Затем они проследовали в гостиную, где уже расположились участники группы в количестве шести человек. Среди них были пастор и Ленка.
Здравствуй, дорогая, поприветствовала её Юля. Добрый день, Дмитрий Олегович. Познакомьтесь, это мой муж Александр.
Рад знакомству, поздоровался Саша и протянул руку пастору. Весьма уютненько у вас тут.
Спасибо. Это благодаря моей сестре и её супругу. Она любезно согласилась в очередной раз собраться у неё.
В комнате располагались шесть человек, которые разместились вокруг небольшого журнального столика с чаем и сладким. У каждого из присутствующих была с собой Библия в дорогом переплёте и обложке наподобие той, которую супруги увидели в прихожей, сделанных вручную на заказ. Сама же комната была довольно просторной и светлой. Сразу слева от входа, вплотную к стене стоял диван, на котором сидели пастор и его сестра с супругом. Напротив них был расположен гостиный гарнитур цвета молочного дуба с картинами, фотографиями и двумя вазами с искусственными цветами, перед которым на кухонном стуле с Библией на коленях сидела Лена. Одной рукой она прикрывала лицо от солнечного света, падавшего сквозь немного приоткрытое окно. В квартире было достаточно свежо и комфортно, несмотря на восемь человек в одном помещении.

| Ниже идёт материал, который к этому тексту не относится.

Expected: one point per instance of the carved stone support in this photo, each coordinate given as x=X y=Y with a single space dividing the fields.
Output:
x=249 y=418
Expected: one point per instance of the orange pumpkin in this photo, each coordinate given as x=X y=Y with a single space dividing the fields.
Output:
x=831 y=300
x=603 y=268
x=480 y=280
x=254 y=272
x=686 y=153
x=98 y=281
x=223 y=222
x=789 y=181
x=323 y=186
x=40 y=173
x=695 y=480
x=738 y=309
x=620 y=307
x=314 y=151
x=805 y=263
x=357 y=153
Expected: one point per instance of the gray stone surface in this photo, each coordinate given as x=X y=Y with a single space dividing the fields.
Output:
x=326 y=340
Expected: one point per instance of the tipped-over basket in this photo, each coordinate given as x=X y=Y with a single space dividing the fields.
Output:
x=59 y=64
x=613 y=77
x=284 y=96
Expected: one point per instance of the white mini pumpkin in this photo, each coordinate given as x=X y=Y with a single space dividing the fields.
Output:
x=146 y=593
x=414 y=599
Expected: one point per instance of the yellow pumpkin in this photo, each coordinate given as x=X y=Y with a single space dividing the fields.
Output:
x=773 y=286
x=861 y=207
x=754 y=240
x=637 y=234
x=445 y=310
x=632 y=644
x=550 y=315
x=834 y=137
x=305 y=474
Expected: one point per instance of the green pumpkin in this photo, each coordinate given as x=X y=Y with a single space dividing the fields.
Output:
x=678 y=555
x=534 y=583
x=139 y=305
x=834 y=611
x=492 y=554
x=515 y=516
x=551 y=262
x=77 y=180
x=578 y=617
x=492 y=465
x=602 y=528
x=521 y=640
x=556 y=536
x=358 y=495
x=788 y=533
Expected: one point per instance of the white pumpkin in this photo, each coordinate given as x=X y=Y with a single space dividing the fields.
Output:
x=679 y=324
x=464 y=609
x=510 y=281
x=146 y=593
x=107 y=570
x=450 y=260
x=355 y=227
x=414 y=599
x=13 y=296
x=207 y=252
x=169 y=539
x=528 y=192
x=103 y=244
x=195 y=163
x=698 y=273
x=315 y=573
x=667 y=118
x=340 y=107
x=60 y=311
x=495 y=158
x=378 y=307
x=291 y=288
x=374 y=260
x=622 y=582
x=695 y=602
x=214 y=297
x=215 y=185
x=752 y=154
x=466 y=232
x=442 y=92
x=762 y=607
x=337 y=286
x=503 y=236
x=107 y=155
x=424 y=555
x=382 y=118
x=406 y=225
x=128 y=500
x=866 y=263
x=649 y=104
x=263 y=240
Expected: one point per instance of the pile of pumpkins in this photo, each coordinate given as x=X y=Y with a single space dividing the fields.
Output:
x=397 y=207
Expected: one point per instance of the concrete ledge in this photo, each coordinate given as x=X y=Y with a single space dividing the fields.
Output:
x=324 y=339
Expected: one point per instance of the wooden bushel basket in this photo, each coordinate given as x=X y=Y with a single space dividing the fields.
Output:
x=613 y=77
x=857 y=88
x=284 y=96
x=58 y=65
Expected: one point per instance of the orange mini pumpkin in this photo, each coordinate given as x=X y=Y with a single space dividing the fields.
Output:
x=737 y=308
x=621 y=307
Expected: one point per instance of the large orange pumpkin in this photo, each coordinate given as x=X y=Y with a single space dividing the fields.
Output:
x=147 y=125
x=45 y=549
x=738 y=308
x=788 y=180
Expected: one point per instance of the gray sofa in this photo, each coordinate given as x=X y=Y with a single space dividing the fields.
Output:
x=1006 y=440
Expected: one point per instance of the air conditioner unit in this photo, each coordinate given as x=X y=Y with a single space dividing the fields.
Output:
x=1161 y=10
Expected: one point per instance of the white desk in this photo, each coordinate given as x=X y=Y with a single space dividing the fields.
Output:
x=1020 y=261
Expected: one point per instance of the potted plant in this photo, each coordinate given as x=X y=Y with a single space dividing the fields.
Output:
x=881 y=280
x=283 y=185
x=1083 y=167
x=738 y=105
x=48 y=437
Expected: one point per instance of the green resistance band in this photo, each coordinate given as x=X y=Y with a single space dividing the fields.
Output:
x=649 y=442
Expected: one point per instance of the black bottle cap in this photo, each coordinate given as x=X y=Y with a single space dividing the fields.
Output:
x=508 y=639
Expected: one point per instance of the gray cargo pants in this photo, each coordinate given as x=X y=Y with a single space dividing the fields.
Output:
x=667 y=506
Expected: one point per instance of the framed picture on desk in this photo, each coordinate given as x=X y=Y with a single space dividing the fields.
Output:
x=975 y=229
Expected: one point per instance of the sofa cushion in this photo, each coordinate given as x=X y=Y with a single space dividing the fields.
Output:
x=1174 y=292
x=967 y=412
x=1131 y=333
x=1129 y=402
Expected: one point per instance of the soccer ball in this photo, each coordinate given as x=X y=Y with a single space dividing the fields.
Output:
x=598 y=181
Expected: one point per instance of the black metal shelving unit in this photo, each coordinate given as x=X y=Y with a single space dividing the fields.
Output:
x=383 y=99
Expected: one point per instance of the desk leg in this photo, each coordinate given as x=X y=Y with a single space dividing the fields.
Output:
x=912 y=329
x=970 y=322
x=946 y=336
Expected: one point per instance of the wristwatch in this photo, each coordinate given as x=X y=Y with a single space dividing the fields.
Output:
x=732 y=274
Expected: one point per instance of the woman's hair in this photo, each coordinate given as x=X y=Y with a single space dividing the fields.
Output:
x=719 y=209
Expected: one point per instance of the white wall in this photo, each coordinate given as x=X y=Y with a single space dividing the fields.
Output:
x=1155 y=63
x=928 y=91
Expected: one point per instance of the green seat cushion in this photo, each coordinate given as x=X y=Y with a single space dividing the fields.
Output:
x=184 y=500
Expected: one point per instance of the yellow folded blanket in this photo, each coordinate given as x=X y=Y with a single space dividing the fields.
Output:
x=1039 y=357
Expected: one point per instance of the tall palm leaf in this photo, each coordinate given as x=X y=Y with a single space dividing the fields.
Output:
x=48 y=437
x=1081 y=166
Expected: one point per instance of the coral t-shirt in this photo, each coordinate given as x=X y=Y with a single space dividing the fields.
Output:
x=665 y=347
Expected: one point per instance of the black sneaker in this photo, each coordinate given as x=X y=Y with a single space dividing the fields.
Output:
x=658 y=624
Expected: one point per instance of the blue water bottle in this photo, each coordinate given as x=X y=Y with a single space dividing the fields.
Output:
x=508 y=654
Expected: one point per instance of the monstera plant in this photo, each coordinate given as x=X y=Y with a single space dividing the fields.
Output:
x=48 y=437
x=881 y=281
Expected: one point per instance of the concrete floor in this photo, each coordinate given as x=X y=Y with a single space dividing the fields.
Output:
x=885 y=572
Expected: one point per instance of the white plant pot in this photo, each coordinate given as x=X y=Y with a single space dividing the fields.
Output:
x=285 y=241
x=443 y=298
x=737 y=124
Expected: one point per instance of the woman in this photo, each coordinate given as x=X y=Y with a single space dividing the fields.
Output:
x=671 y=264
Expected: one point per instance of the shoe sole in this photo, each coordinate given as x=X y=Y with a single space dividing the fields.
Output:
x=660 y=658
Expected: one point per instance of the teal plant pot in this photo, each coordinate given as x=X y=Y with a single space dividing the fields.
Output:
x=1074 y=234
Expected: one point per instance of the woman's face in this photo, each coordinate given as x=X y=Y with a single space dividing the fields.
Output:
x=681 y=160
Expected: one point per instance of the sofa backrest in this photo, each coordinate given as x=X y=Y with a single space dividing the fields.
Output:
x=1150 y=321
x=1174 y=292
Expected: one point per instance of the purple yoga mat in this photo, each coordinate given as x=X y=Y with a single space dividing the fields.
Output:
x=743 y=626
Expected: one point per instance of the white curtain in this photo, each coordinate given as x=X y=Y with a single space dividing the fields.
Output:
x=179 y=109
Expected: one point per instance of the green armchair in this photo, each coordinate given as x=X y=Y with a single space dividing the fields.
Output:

С вашего позволения, дорогие друзья, я предлагаю начать нашу группу, сказал муж сестры пастора, предварительно встав с дивана. Но перед этим я хочу попросить Господа нашего Иисуса Христа о благословении этого скромного мероприятия через нашего уважаемого пастора. Дмитрий Олегович, будьте добры, прочтите, пожалуйста, молитву о благословении.

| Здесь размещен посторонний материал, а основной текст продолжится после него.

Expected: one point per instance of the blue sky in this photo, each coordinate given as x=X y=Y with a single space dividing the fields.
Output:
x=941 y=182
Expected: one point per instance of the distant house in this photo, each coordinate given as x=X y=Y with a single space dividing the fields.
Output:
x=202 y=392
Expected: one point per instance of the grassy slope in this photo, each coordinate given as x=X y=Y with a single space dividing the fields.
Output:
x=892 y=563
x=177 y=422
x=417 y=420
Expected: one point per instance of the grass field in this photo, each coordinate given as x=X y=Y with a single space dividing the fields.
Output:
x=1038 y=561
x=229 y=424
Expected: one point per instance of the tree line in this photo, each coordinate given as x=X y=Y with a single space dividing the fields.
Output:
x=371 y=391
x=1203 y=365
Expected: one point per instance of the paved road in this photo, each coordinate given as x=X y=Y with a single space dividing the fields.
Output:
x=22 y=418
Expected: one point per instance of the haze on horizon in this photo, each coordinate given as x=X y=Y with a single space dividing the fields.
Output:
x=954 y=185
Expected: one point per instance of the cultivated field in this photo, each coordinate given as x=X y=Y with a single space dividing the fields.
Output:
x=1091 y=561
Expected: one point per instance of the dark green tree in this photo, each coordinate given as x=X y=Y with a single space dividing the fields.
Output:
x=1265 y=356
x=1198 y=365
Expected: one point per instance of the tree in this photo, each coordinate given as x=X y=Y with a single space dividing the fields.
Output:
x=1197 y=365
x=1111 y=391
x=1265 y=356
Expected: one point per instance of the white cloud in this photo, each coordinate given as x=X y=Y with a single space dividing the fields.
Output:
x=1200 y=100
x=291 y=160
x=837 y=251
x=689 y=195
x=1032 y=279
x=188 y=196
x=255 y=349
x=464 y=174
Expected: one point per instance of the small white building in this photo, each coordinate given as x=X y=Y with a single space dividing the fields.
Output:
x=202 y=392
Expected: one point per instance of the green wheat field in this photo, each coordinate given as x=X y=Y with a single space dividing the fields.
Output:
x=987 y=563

Пастор встал с дивана и, поблагодарив всех присутствующих за доверие, обратился к Господу, попросив для каждого члена собрания мудрости и восприятия для того, чтобы услышать то, о чём будет идти речь. Длилось это не более десяти минут, и всё это время Саня, закрыв глаза, едва сдерживал смех. Первое время он старался как-то вникнуть в речь пастора и серьёзно в неё вслушивался, но потом его голос начал казаться каким-то невероятно наигранным и претенциозным, отчего стало складываться впечатление, что его просто-напросто разыгрывают. Тем более в последнее время стало модным устраивать подобные перфомансы, и часто в Сети можно было встретить видеонарезки с таких мероприятий. Он вспомнил, как видел ролики, где на дне рождения, например, врывается наряд ОМОНа с операми и проводят обыск, якобы находя наркотики у именинника, или на свадьбу будто бы заявляется любовник или любовница с ребёнком от одного из молодожёнов и устраивает грандиозный скандал.

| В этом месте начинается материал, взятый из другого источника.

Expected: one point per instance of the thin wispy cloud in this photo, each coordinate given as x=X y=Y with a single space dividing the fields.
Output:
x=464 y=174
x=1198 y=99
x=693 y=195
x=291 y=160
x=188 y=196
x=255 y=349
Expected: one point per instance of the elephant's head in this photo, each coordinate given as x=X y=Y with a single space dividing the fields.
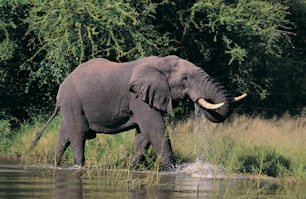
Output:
x=158 y=81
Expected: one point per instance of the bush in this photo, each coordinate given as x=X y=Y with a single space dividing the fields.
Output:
x=264 y=161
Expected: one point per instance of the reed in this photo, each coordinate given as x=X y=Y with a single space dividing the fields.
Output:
x=244 y=144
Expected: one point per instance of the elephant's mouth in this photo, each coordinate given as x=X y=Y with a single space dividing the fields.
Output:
x=209 y=106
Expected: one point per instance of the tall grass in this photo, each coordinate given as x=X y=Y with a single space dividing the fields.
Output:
x=244 y=144
x=274 y=147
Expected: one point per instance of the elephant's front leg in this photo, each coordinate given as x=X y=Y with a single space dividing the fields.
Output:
x=141 y=144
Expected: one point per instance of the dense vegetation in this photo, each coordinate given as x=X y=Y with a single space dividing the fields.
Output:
x=252 y=46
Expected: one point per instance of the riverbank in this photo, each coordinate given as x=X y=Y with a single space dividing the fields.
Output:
x=243 y=145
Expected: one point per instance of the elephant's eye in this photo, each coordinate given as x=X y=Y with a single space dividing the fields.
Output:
x=184 y=77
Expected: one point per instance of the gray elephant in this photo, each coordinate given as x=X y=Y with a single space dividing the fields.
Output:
x=104 y=96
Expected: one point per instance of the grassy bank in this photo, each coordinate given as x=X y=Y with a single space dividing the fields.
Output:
x=274 y=147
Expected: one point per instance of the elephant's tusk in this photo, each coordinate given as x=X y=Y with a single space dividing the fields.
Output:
x=208 y=105
x=238 y=98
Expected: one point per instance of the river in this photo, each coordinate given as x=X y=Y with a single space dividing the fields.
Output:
x=197 y=180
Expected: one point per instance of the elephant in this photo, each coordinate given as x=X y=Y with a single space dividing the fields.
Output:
x=101 y=96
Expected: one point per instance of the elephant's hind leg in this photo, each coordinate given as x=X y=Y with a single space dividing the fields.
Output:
x=73 y=130
x=141 y=144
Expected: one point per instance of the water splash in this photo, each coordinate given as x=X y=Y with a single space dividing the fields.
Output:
x=202 y=169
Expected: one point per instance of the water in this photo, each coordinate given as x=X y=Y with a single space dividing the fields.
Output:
x=196 y=180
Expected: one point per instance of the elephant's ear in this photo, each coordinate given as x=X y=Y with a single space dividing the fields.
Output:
x=151 y=85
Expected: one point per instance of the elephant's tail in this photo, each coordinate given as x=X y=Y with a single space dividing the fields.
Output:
x=40 y=132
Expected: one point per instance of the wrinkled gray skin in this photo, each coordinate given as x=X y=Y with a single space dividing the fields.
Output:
x=101 y=96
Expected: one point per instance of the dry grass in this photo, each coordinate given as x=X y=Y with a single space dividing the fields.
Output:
x=232 y=144
x=242 y=138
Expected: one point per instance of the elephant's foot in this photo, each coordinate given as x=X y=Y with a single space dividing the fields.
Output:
x=168 y=167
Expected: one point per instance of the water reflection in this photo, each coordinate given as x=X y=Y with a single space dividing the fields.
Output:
x=40 y=182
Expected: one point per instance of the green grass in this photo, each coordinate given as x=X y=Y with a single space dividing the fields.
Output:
x=243 y=145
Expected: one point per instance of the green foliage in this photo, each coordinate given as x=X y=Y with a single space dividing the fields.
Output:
x=252 y=46
x=264 y=161
x=242 y=39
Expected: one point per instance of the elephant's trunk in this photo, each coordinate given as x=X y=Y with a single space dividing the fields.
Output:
x=213 y=92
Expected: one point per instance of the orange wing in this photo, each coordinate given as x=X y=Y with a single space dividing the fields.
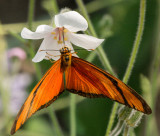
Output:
x=43 y=94
x=86 y=79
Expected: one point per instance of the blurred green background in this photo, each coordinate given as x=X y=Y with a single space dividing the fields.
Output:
x=117 y=22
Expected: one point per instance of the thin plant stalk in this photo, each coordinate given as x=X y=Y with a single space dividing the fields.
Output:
x=126 y=131
x=102 y=55
x=73 y=115
x=133 y=54
x=55 y=6
x=38 y=72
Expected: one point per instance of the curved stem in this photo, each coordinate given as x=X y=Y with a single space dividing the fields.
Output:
x=133 y=55
x=126 y=131
x=37 y=67
x=73 y=115
x=55 y=122
x=111 y=118
x=137 y=41
x=100 y=51
x=118 y=127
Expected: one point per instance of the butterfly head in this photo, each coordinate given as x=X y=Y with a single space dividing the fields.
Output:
x=65 y=50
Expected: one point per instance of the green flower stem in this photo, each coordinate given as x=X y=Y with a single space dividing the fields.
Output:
x=55 y=121
x=111 y=118
x=31 y=13
x=55 y=6
x=38 y=71
x=132 y=58
x=73 y=115
x=117 y=129
x=100 y=51
x=154 y=75
x=137 y=40
x=126 y=131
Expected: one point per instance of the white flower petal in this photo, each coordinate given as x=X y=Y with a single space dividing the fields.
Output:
x=44 y=28
x=48 y=44
x=85 y=41
x=42 y=31
x=72 y=21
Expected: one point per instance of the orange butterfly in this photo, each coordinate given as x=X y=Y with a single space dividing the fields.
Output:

Или на дороге останавливают гаишники, заламывают в наручники и говорят, что подходит под ориентировку серийного убийцы, и так далее.
Вот и сейчас Александру приходили в голову подобные образы, что где-то в комнате установлена скрытая камера, снимающая крупным планом его недоумевающее от происходящего здесь лицо. А всё это устроила его жена в честь годовщины их свадьбы. Единственное, на что он не мог дать себе ответа, так это откуда она взяла деньги. Ведь такое поздравление обошлось бы недёшево. Но всё-таки такое предположение всё больше и больше вреза́лось в сознание, ибо объяснить происходящее вокруг было сложно. В какой-то момент парень начал внимательно наблюдать за всеми в ожидании, что кто-то проколется и ненароком выдаст себя. Например, проскользнёт маленькая улыбка или кто-то отведёт от него глаза, чтобы не засмеяться. Но этого не происходило. Все внимательно слушали молитву и прославление из уст Дмитрия Олеговича.
«Вот-вот. Сейчас уже. Как только он закончит нести эту ахинею, то все выйдут из своих образов и всё закончится. Но Ленка? Как хорошо держится! Прямо как актриса. Может, она и помогла Юле замутить всё это? Скоро узнаем».
Саня ждал. Но ничего не происходило. И в конце концов он не выдержал, поднялся со своего места и со слезами на глазах, прикрывая рот ладонью, буквально выбежал из комнаты в ванную.
Извините, промычал он.
Включив в ванной воду на полную мощность, он начал истерично ржать от всего увиденного. Все в комнате сидели молча и недоумевали от того, что сейчас произошло. Больше всего в данной ситуации было жалко Юлю, так как она сидела с пунцовым цветом лица, готовая провалиться сквозь землю от стыда за своего мужа.